23 Camelopardalis

Observation data Epoch J2000.0 Equinox ICRS
- Constellation: Camelopardalis
- Right ascension: 05^{h} 44^{m} 08.44597^{s}
- Declination: +61° 28′ 35.5255″
- Apparent magnitude (V): 6.168

Characteristics
- Evolutionary stage: red clump
- Spectral type: G5 III:
- B−V color index: 0.881

Astrometry
- Radial velocity (R_{v}): −2.47±0.17 km/s
- Proper motion (μ): RA: −11.312 mas/yr Dec.: +0.766 mas/yr
- Parallax (π): 7.5250±0.0371 mas
- Distance: 433 ± 2 ly (132.9 ± 0.7 pc)
- Absolute magnitude (M_{V}): 0.95

Details
- Mass: 2.13 M_{☉}
- Radius: 9.84 R_{☉}
- Luminosity: 60.255 L_{☉}
- Surface gravity (log g): 3.15±0.18 cgs
- Temperature: 5,183±51 K
- Metallicity [Fe/H]: −0.01±0.05 dex
- Age: 1.50 Gyr
- Other designations: 23 Cam, BD+61°816, HD 37638, HIP 27046, HR 1943, SAO 13590

Database references
- SIMBAD: data

= 23 Camelopardalis =

Star in the constellation Camelopardalis

23 Camelopardalis is a star in the northern circumpolar constellation of Camelopardalis, located 433 light years away from the Sun. It is just visible to the naked eye as a dim, yellow-hued star with an apparent visual magnitude of 6.17. The object is moving closer to the Sun with a heliocentric radial velocity of −2.5 km/s.

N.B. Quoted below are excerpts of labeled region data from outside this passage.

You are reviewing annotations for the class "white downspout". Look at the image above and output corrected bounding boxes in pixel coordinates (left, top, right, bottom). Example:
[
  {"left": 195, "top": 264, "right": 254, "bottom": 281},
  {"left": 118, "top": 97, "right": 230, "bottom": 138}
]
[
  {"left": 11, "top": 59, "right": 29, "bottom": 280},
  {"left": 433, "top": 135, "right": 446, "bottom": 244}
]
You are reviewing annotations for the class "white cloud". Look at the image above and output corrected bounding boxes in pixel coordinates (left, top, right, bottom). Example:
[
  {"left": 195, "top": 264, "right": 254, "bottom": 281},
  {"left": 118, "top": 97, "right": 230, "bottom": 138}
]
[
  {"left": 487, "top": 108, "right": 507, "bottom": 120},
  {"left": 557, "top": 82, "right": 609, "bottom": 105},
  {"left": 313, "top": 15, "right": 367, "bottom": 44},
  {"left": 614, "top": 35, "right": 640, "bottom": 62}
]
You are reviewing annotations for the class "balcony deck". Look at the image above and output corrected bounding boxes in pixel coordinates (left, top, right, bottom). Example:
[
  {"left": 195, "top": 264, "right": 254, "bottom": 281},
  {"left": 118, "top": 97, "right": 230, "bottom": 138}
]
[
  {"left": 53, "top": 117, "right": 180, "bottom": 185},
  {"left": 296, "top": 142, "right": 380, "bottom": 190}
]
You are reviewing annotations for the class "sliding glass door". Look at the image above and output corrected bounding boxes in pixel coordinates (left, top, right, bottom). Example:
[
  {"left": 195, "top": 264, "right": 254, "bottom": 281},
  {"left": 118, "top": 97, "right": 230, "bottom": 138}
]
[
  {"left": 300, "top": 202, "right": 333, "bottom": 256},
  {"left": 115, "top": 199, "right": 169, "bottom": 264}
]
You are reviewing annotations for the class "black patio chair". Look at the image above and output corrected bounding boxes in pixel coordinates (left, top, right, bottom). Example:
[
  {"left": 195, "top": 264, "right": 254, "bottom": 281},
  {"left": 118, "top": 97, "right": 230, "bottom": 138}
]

With a stellar classification of G5 III:, 23 Camelopardalis appears to be an aging giant star that has exhausted the hydrogen at its core and evolved away from the main sequence, although the ':' denotes some uncertainty about the classification. It is a red clump giant, which indicates it is on the horizontal branch and is generating energy through helium fusion at its core. The star is 1.5 billion years old with more than double the mass of the Sun and almost 10 times the Sun's radius. It is radiating 60 times the Sun's luminosity from its enlarged photosphere at an effective temperature of 5,183 K.